Claude 3, ChatGPT, and The Death of LLMs
๐ Abstract
The article discusses the recent announcement of Anthropic's new AI models, Claude 3, which includes Opus, Sonnet, and Haiku. It compares these models to Google's Gemini 1.5 and OpenAI's GPT-4, positioning them as the most powerful Multimodal Large Language Models (MLLMs) currently available. The article also speculates about the potential for even more advanced AI models, such as GPT-5 or the mysterious "Q*", which could represent a significant leap in AI capabilities. Additionally, the article explores the concept of "System 2" thinking in AI models, where models are encouraged to take more time and explore multiple possible solutions to a problem, similar to how humans solve complex problems. The article also suggests that the future of AI may shift from language-based models to video-based models, which could lead to a significant advancement in AI's capabilities.
๐ Q&A
[01] Anthropic's New AI Models
1. What are the three models that Anthropic announced as part of Claude 3?
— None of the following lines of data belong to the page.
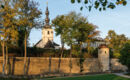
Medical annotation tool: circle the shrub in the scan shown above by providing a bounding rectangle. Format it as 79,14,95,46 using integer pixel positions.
119,42,130,72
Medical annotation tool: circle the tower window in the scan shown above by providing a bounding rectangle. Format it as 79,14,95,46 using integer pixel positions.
105,51,106,54
51,31,53,33
48,31,49,34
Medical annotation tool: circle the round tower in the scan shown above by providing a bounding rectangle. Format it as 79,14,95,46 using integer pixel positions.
98,44,110,72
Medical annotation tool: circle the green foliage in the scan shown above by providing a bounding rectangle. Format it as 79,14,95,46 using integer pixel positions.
27,47,61,57
91,47,98,57
70,0,127,11
119,42,130,71
105,30,128,58
71,0,75,3
0,0,19,47
0,0,42,50
52,12,99,57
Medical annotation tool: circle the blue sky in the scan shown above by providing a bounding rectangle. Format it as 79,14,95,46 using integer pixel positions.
29,0,130,47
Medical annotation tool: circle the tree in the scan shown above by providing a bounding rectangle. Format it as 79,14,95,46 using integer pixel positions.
0,0,19,74
0,0,42,75
70,0,127,11
52,12,99,57
85,24,99,55
119,42,130,72
15,0,42,74
52,15,66,57
105,30,128,58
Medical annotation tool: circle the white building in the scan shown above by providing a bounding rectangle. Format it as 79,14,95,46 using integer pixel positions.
82,37,107,48
35,6,59,49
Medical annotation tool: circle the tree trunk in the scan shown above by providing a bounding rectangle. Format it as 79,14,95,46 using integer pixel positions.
79,42,82,55
87,40,90,54
79,42,84,73
60,41,64,58
24,32,27,75
58,38,64,72
60,36,64,58
5,46,8,75
2,42,5,75
69,44,72,74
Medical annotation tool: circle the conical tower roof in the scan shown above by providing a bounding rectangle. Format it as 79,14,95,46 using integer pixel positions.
44,5,51,28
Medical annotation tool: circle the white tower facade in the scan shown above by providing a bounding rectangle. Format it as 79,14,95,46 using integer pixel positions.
42,28,53,45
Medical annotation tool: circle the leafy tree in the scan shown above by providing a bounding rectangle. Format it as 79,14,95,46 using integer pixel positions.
52,15,66,57
70,0,127,11
0,0,19,74
52,12,99,58
85,24,99,54
15,0,42,74
119,42,130,72
105,30,128,58
0,0,42,75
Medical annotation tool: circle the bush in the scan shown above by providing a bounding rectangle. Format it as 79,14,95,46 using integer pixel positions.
119,42,130,72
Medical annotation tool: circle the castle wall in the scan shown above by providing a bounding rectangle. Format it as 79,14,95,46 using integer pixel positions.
0,57,127,75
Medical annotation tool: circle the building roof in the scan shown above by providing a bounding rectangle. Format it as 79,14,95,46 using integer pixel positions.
34,39,42,47
44,40,59,48
99,44,108,49
34,39,60,49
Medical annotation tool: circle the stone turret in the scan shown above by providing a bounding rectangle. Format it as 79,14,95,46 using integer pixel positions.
98,44,110,72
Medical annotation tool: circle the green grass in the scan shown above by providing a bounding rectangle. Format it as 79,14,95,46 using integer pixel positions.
0,77,31,80
46,74,130,80
0,74,129,80
0,78,29,80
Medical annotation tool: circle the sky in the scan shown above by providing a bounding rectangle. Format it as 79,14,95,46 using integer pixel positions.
29,0,130,47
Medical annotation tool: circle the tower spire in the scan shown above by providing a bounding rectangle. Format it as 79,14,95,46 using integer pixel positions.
45,2,51,28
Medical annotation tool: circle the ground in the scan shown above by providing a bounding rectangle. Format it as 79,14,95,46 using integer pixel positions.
0,74,129,80
45,74,130,80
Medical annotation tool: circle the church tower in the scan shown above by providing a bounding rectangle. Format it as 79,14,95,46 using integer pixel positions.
42,5,53,45
35,4,59,49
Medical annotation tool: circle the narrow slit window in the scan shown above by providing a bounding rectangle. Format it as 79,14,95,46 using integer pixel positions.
48,31,49,34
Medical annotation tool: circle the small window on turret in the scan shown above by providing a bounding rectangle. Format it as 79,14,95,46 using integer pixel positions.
51,31,53,33
48,31,49,34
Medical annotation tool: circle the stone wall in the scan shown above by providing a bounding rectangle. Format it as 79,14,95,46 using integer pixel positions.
0,57,127,75
111,59,128,72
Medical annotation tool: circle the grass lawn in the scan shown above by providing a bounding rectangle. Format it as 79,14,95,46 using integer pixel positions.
46,74,130,80
0,77,29,80
0,74,129,80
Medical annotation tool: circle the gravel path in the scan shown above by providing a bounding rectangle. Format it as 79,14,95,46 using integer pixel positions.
114,73,130,78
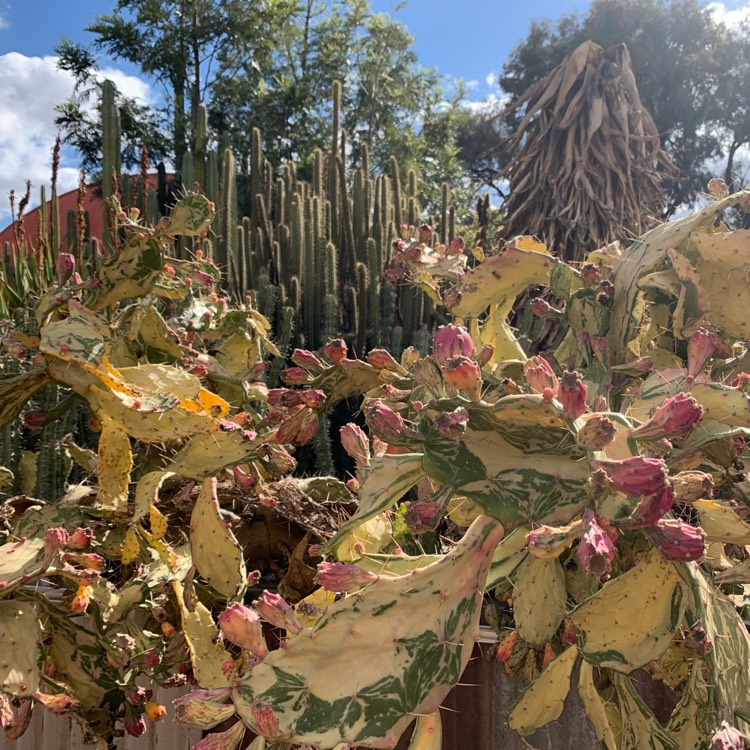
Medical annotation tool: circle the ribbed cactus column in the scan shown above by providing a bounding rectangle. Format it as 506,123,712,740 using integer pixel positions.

- Opus is the most capable and intelligent model, excelling at task automation, research and development, and strategic analysis.
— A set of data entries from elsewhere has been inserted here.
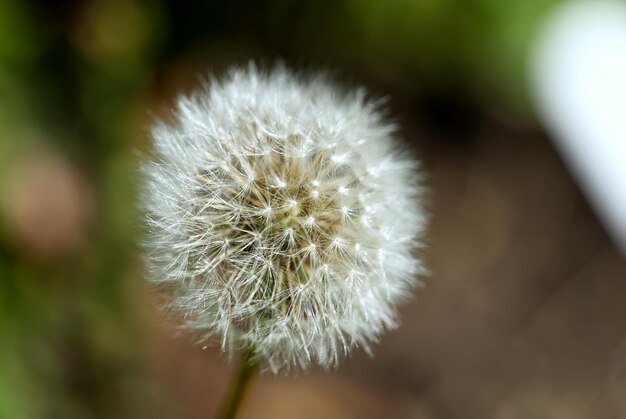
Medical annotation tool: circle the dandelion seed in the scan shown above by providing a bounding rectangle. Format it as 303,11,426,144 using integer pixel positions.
140,64,427,373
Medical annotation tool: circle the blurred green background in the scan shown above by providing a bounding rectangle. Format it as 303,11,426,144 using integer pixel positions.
2,1,626,419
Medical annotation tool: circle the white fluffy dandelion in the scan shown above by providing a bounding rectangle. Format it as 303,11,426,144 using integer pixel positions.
141,64,427,372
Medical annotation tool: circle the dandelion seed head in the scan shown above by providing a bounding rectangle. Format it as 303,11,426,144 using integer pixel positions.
141,64,427,372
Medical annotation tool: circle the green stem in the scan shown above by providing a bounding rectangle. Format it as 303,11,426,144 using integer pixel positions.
218,348,259,419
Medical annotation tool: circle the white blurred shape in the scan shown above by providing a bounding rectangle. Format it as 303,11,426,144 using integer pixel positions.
532,0,626,254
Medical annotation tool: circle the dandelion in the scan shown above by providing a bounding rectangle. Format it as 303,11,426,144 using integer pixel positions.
141,63,426,417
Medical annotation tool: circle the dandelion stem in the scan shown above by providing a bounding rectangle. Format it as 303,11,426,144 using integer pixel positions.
218,348,258,419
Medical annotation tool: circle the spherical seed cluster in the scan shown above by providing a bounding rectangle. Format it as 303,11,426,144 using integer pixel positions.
141,65,427,372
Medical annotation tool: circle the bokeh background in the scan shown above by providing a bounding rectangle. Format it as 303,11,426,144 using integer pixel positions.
1,0,625,418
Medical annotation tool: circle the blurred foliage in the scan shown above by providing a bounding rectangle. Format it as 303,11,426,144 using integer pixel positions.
270,0,562,117
0,0,564,417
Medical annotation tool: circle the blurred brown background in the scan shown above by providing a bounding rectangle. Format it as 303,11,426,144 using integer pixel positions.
1,0,625,418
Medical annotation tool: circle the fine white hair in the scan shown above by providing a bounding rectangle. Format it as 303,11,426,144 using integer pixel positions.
141,64,427,372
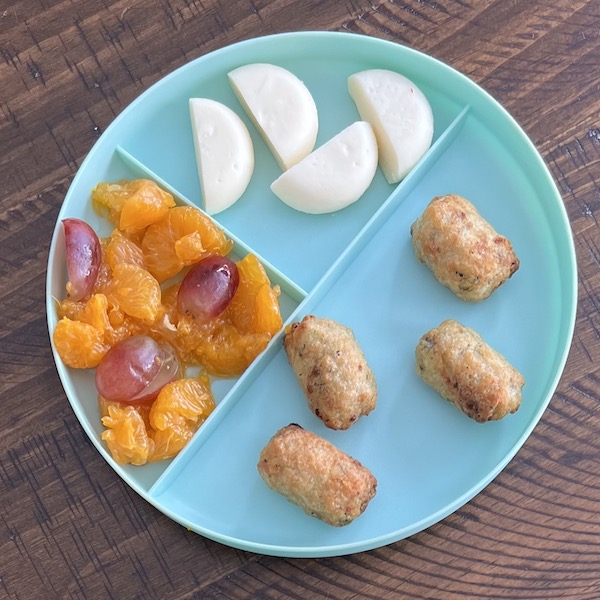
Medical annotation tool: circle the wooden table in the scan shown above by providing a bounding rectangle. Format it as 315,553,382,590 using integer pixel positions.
2,0,599,597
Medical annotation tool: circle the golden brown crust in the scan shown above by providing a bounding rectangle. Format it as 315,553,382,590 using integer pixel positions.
283,315,377,430
415,319,524,422
410,194,519,302
257,424,377,526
- Sonnet is a "best value" version that closely trails the best models while being faster and cheaper, making it suitable for enterprise use cases.
- Haiku is a smaller and less capable model, but still powerful and fast, designed for use cases requiring low latency and real-time interaction.
2. How do the performance of these models compare to other state-of-the-art models?
- According to the benchmarks, the Claude 3 models are the best overall in terms of text-based evaluations, and they trail closely behind Gemini 1.0 (and presumably Gemini 1.5) in computer vision assessments.
3. What is the significance of the models' ability to handle long sequences of tokens?
- The models can handle up to 1 million tokens, or around 750,000 words, in a single input, allowing them to process large amounts of information at once with near-perfect retrieval accuracy.
4. What was the surprising discovery about the models' self-awareness during testing?
- Researchers noticed that the models seemed to acknowledge that they were being tested, suggesting a level of meta-awareness that is both impressive and potentially concerning.
[02] The Future of AI
1. What are the two potential ways the article suggests the future of AI models could evolve?
- Combining language models with search algorithms, similar to the AlphaGo model, to allow for more "System 2" thinking and exploration of possible solutions.
- Shifting from language-based models to video-based models, which could lead to a significant advancement in AI's capabilities by learning about the world through unsupervised video observations.
2. What is the significance of the article's speculation about OpenAI's upcoming model, potentially called "Q"?*
- The article suggests that Q* could incorporate a combination of Q-learning and A* search algorithms, which would allow the model to make more thoughtful decisions by evaluating different possible solutions before choosing the best one.
3. What is the article's perspective on the potential impact of a shift from language-based to video-based AI models?
- The article suggests that a shift to video-based models, such as OpenAI's Sora, could represent a significant leap in AI's capabilities, potentially taking us much closer to Artificial General Intelligence (AGI).